El beneficiario no se sentía orgulloso por tener que acogerse a las ayudas de la beneficencia, era la última opción, es más, era una mancha, una mácula social. Hoy en día, el beneficiario de las prestaciones del Estado del Bienestar no ya sólo no se avergüenza de su condición y del uso de las ayudas públicas, sino que incluso se ufana del abuso que hace de las mismas, de las bajas médicas que coge y de sus técnicas de "ingeniería del subsidio".

  Del mismo modo, antes el benefactor, el altruista voluntario, era reconocido y su labor era socialmente valorada. Él era quien decidía el destino de sus aportaciones, los proyectos dignos de su apoyo. El benefactor supervisaba y controlaba el uso dado a sus fondos. El administrador de la obra de beneficencia respondía ante benefactor, ante el donante. Hoy en día todos somos benefactores, pero benefactores obligados, forzados por el poder coercitivo del Estado. Benefactores no reconocidos por el perceptor de nuestra ayuda, quien no tiene conciencia de deberle nada a nadie, sino todo lo contrario. Hoy en día el benefactor no decide el fin dado a sus fondos, las obras de caridad que quiere sufragar, ni tiene mecanismos de control sobre el administrador de sus obras de caridad.  

 Pero no sólo eso, no sólo el Estado Omnipotente ha roto para siempre los lazos entre el benefactor y el socorrido, sino que la creación de interminables listas de nuevos derechos ha exigido incrementos constantes de la presión fiscal, del expolio creciente a la sociedad, detrayendo ingentes recursos de la población para destinarlos a su caridad obligatoria y sectaria, de manera que son ya pocos los que disponen de recursos excedentarios con los que financiar obras de caridad o de altruismo voluntario. Con ello, no sólo se ha perdido el altruismo sino, lo que es más importante, hemos perdido la ética de la caridad y de la ayuda al prójimo. Nos hemos vuelto menos humanos.


Comentarios

Por Jaime Cifu 2012-09-04 11:36:00

El artículo está desenfocado histórica y teóricamente. De hecho recuerda muy mucho a algunos que se pueden leer en medios liberales. Sólo dos apuntes: 1º. En España antes de la desamortización, los municipios poseían muchos bienes comunales que permitían la asistencia a los necesitados de la parroquia, llegó el régimen liberal y lo liquidó todo, instaurando en su lugar y 100 años más tarde un sucedáneo de lo que había existido. 2º. La caridad no es voluntaria en el sentido de que si me apetece puedo no ejercerla (concepción liberal de la filantropía). La caridad (amor social) es un deber del cristiano para con su prójimo: una de sus implicaciones es compartir lo que se tiene con el que no tiene, entre otros motivos porque los bienes tienen un destino universal y la PROPIEDAD PRIVADA NO ES UN DERECHO NATURAL.


Por Rafaelmdel Pulgar 2012-09-04 01:21:00

Estupendo articulo sobre el totlitarismo de los estados difrazados de democracias


Por jam 2012-09-03 23:03:00

me gusta tu artículo, estoy de acuerdo que hoy por hoy las ayudas no están bien distribuidas y que muchos se aprovechan de ellas ante la pasividad y complicidad por otra parte de los dirigentes políticos, los que más se aprovechan de nuestro esfuerzo diario.
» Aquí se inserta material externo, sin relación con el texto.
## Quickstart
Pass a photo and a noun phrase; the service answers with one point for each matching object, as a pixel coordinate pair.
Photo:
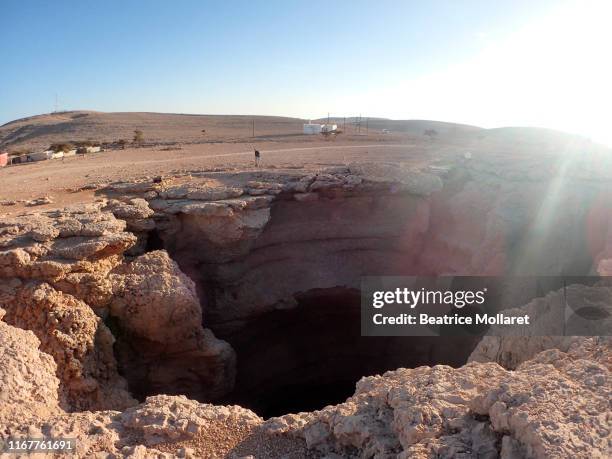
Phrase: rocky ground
(84, 291)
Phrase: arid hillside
(42, 130)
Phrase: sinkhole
(311, 356)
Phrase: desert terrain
(170, 299)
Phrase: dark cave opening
(154, 241)
(311, 356)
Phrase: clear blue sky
(399, 59)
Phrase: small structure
(41, 156)
(327, 128)
(315, 128)
(312, 128)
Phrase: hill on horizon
(39, 131)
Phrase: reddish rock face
(242, 302)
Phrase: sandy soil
(63, 180)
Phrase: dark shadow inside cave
(305, 358)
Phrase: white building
(312, 128)
(329, 127)
(316, 128)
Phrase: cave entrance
(310, 356)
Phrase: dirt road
(61, 180)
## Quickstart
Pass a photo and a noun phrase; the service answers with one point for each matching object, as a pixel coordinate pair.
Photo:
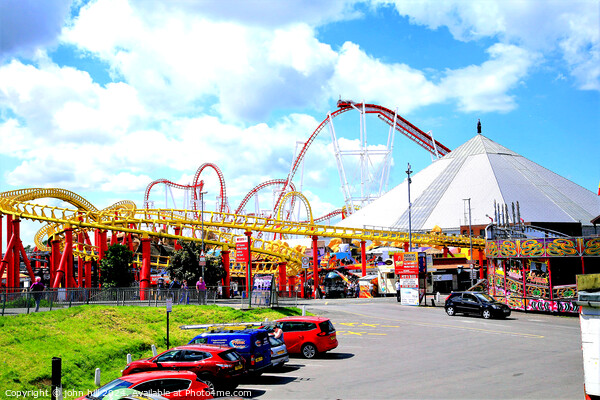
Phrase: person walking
(201, 288)
(174, 289)
(37, 289)
(160, 285)
(184, 293)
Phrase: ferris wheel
(364, 169)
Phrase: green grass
(90, 337)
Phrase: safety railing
(23, 301)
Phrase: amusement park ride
(68, 230)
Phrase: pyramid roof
(485, 172)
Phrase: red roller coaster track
(385, 114)
(171, 184)
(263, 185)
(222, 193)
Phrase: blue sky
(103, 97)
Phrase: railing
(23, 301)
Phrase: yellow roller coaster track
(123, 218)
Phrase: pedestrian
(160, 284)
(201, 289)
(184, 293)
(174, 288)
(37, 289)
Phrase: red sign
(241, 249)
(406, 263)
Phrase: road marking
(371, 325)
(527, 335)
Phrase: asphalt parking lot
(388, 350)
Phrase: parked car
(475, 303)
(308, 335)
(217, 366)
(252, 344)
(279, 354)
(183, 385)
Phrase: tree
(115, 267)
(185, 265)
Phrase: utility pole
(408, 172)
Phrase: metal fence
(21, 300)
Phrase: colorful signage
(241, 249)
(544, 247)
(406, 263)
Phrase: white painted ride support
(97, 377)
(589, 318)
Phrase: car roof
(202, 347)
(150, 375)
(305, 318)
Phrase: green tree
(185, 265)
(115, 267)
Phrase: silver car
(279, 354)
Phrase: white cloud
(485, 87)
(569, 27)
(29, 24)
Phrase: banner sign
(241, 249)
(544, 247)
(406, 263)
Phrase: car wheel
(309, 350)
(210, 382)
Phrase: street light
(470, 241)
(202, 227)
(408, 172)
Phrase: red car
(217, 366)
(307, 335)
(183, 385)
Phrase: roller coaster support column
(145, 275)
(177, 246)
(54, 257)
(81, 273)
(66, 262)
(315, 267)
(8, 255)
(249, 265)
(363, 257)
(481, 264)
(225, 261)
(282, 277)
(19, 250)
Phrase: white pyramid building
(483, 171)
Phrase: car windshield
(275, 342)
(326, 326)
(485, 297)
(230, 355)
(108, 388)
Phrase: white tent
(485, 172)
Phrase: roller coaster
(68, 230)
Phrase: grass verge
(90, 337)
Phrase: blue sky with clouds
(103, 97)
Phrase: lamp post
(408, 172)
(471, 262)
(202, 227)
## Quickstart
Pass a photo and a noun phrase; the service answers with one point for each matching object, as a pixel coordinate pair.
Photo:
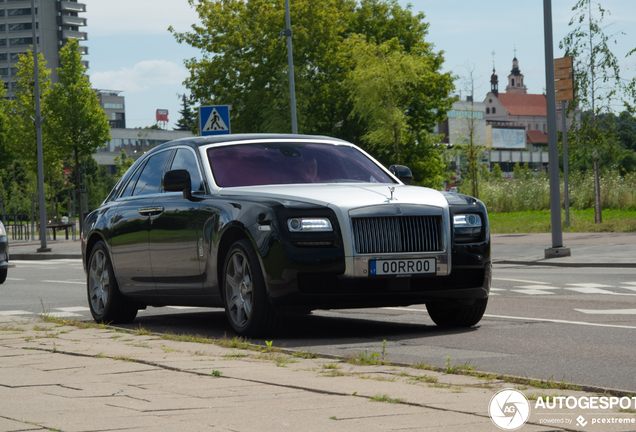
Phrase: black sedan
(268, 225)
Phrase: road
(571, 324)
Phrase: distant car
(267, 225)
(4, 253)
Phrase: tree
(77, 123)
(122, 162)
(188, 119)
(21, 127)
(597, 81)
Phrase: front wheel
(106, 303)
(247, 305)
(453, 315)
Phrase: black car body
(265, 225)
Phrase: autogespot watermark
(509, 409)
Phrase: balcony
(71, 7)
(67, 20)
(70, 34)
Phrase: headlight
(309, 224)
(467, 228)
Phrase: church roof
(536, 137)
(524, 104)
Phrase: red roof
(536, 137)
(524, 104)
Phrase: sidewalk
(588, 249)
(62, 377)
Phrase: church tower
(515, 79)
(494, 82)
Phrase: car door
(130, 227)
(175, 243)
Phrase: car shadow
(298, 331)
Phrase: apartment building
(56, 22)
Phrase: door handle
(150, 211)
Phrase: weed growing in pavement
(385, 398)
(304, 354)
(366, 358)
(424, 378)
(235, 355)
(12, 329)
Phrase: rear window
(292, 163)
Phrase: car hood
(343, 195)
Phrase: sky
(130, 48)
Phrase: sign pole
(566, 192)
(557, 249)
(38, 134)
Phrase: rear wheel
(454, 315)
(247, 305)
(105, 301)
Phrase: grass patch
(304, 354)
(614, 220)
(424, 378)
(385, 398)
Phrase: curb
(42, 256)
(566, 264)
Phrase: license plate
(401, 267)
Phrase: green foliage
(188, 120)
(244, 63)
(122, 162)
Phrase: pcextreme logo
(509, 409)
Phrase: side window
(184, 159)
(150, 179)
(131, 184)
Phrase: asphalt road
(571, 324)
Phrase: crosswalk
(541, 288)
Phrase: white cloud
(143, 76)
(131, 17)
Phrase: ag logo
(509, 409)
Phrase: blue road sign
(214, 120)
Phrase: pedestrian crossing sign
(214, 120)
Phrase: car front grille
(387, 234)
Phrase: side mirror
(403, 173)
(177, 181)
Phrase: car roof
(221, 139)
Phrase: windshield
(290, 163)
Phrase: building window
(21, 41)
(21, 12)
(20, 26)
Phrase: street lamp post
(38, 133)
(290, 59)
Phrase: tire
(247, 305)
(105, 301)
(445, 315)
Es verdad que somos menos humanos pero con la que está cayendo y con nuestra mentalidad de sálvese quien pueda no queda otra...
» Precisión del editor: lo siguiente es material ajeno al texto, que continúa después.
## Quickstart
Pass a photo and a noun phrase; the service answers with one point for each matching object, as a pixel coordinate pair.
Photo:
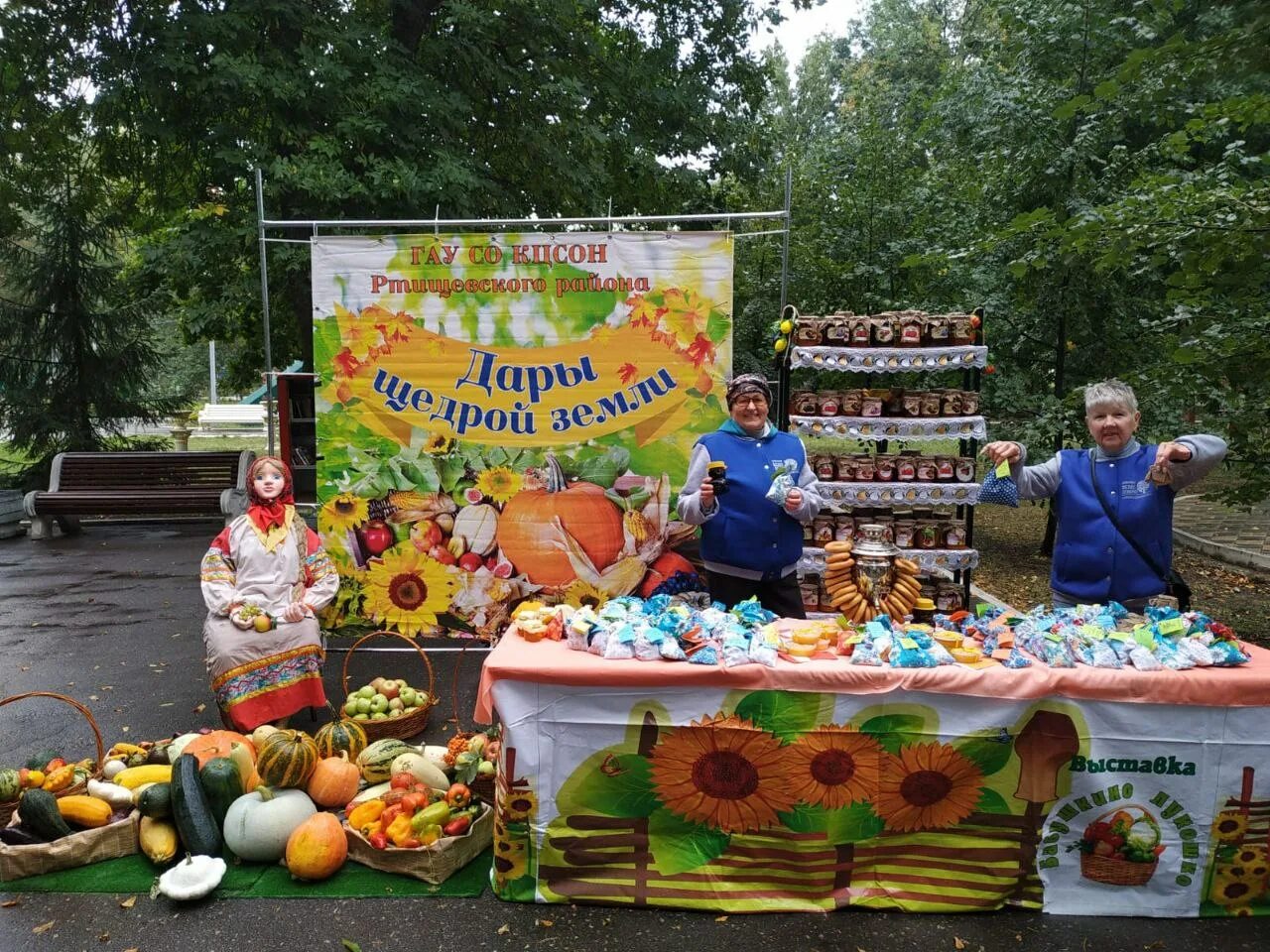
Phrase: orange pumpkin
(317, 848)
(334, 780)
(216, 744)
(525, 529)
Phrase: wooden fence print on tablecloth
(984, 862)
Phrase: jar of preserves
(905, 530)
(926, 535)
(804, 403)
Por Ponga 2012-09-03 19:40:00

Es cierto que el Estado debe proveer de modo subsidiario, a las necesidades sociales. Y que lo ideal es que las redes tradicionales o espontáneas ante un mal circunstancial alcancen a proveer.Familia, gremio,comunidad rural, Iglesia, cofradía, mutua, fundación, tercer sector...sindicato de verdad, ONG de verdad..., y cuanto menos dirigismo político, mejor.